Un amour d'espion

de Clément BENECH (Flammarion)

Un livre intelligent, construit, et fort amusant. L'esprit ne manque certes pas à son jeune auteur qui a plus d'un tour dans son sac à malice. Notamment, l'idée de faire traîner l'intrigue, car elle ne se dévoile que le récit déjà avancé. Les premières lignes surprennent, enlevées, drôles, elles vous précipitent dans un modernisme exacerbé. Les dialogues ressemblent à des SMS endiablés concentrés sur l'histoire, la science, la philosophie et la psychanalyse.
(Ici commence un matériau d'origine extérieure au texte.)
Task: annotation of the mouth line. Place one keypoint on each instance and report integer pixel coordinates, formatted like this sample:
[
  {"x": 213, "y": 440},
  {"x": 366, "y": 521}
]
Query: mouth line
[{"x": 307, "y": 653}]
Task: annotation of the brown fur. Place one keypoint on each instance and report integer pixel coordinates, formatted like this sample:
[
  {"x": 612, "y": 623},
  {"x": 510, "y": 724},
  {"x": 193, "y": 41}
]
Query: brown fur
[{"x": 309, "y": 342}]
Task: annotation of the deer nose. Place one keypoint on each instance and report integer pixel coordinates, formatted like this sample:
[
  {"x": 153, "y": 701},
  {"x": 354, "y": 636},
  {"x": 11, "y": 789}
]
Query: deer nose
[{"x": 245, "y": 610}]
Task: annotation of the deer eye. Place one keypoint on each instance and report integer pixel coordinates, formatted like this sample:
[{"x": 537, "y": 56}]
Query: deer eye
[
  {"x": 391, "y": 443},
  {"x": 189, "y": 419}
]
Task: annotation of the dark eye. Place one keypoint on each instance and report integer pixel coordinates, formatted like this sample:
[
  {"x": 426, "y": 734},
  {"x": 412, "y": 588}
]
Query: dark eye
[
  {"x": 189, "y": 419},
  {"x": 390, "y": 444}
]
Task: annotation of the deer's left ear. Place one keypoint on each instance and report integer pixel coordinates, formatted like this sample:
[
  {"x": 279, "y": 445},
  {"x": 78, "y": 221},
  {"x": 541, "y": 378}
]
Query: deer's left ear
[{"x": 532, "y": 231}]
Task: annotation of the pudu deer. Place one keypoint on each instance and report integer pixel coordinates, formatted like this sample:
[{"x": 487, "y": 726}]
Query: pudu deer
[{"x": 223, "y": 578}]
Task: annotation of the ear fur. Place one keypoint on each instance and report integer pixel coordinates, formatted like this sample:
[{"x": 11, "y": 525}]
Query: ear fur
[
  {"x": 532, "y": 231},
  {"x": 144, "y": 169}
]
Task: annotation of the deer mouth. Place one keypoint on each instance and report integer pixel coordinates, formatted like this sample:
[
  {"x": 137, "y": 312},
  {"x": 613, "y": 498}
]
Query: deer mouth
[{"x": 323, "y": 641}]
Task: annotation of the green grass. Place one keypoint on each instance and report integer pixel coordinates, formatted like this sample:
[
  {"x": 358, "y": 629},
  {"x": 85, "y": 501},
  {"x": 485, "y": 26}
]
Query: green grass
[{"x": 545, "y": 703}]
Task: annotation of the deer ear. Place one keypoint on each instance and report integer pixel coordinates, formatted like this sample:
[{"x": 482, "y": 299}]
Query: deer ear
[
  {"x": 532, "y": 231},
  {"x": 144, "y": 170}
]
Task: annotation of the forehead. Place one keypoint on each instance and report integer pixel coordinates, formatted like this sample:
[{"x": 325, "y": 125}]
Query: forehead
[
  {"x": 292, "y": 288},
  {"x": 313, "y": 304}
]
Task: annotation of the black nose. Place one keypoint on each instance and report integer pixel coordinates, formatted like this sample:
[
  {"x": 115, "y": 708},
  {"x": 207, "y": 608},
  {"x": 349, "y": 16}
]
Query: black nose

Ce jeune auteur sans avoir l'air d'y toucher, et qui parle à la première personne, prend une distance étonnante par rapport aux faits d'une époque. En vérité, fausse distance, car il sait analyser notre société, notre monde et les produits qui en résultent avec discernement, mais avec un indiscutable humour qui pourrait – à chacun son humour – faire parfois penser à Houellebecq, moins une certaine grossièreté, ou à Philippe Roth.

Ce qui me semble fondateur et très habile, c'est que Clément Bénéch fait preuve d'un lyrisme fort beau (pages d'amour) qui se glisse dans le texte là où l'on ne l'attendait pas.

Mais aussi malicieux soit le clin d’œil, il sacrifie à la mode actuelle par des descriptions détaillées du sordide qui n'apportent rien à cet ouvrage. La fin aussi est surprenante dans tous les termes.

Constat en guise de conclusion  : une rencontre heureuse avec un écrivain dont on ne peut que se réjouir d'attendre le prochain livre.